Free Hawaiian cultural workshops to be offered at Apuakehau in Lahaina
LAHAINA – Every Wednesday, beginning Feb. 5, from 10 a.m. to 1 p.m., free Hawaiian cultural workshops will be held at the new cultural park in Lahaina, Apuakehau.
The park is located across from the Baldwin Home Museum on Front Street.
Apuakehau is newly landscaped with Native Hawaiian plants, trees and three beds of kalo. This area is the former site of the King’s Kalo Patch. The park will open to the public in late January.
Starting Feb. 5, a cordage-making workshop will be held weekly at 10 a.m. This will be a hands-on workshop, and participants can take home the cordage they make.
Kalapana Kollars, cultural director for Lahaina Restoration Foundation, will teach the class.
Without access to metal, ancient Hawaiians perfected the art of cordage for use in all aspects of daily life.
Canoes were lashed together with cordage as were the timbers of their homes.

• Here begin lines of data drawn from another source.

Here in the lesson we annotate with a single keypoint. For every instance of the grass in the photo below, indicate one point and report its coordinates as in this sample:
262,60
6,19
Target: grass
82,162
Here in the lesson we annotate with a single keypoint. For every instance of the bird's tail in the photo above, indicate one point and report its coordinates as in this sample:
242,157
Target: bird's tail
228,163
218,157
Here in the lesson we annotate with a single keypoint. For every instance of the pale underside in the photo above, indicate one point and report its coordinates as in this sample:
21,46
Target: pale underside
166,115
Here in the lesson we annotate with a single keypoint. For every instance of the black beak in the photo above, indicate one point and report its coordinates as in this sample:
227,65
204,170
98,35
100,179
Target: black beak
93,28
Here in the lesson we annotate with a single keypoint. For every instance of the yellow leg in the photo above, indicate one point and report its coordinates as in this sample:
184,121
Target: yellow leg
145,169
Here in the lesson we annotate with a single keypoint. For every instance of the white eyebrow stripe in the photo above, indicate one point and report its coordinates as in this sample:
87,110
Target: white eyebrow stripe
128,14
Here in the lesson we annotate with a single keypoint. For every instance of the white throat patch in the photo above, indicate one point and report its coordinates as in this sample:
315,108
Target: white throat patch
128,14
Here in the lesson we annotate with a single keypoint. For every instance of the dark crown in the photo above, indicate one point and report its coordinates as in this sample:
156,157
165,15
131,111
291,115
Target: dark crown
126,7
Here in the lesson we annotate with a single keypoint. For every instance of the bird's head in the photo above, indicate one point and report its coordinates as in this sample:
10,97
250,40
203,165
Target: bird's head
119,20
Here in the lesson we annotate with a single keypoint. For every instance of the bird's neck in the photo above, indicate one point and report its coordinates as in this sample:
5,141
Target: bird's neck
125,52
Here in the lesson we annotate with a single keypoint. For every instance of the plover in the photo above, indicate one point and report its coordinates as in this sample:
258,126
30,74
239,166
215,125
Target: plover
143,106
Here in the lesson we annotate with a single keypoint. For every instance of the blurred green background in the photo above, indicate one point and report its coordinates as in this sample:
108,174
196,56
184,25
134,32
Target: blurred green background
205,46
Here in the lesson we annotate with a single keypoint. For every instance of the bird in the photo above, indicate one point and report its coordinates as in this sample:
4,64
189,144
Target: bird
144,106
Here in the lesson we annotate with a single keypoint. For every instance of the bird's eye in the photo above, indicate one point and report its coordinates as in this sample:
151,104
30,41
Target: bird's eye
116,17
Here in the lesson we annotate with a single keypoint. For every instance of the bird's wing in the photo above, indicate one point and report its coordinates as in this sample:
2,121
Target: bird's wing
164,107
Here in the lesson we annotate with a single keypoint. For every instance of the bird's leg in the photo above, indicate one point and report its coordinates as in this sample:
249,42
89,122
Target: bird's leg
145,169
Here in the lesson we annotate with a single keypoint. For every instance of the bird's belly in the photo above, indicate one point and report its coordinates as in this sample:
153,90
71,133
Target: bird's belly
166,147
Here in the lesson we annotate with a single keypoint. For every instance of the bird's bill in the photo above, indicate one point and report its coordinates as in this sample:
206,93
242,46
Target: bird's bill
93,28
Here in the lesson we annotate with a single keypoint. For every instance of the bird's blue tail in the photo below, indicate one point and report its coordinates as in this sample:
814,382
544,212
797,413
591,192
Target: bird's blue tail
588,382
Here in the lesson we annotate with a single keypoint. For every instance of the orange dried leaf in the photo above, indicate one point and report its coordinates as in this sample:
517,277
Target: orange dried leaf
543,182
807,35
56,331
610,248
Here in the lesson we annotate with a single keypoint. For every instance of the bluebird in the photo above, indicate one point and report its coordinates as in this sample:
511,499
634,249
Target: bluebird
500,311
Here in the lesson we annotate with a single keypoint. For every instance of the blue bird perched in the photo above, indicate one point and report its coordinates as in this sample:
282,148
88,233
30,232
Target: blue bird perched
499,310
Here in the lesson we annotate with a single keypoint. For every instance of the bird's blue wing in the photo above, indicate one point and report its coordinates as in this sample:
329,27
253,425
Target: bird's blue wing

Fishing nets, lines, traps, string and the netting that provided the foundation for elaborate feather capes are other examples of the extensive use of cordage.
A variety of Native Hawaiian plants and roots were used to make cordage, and each exhibited unique properties.
Coconut sennit was preferred for canoe lashing, because it did not rot in saltwater.
It was discovered that hau cordage was very strong but hala roots made a more elastic cordage.
Beginning at 11:30 a.m., Kollars will conduct a walking tour of the Native Hawaiian plants and trees, including a talk and demonstration about the varieties of kalo growing in the park.
The cordage workshop is limited to 15 people. All materials are provided, and instruction is provided free of charge.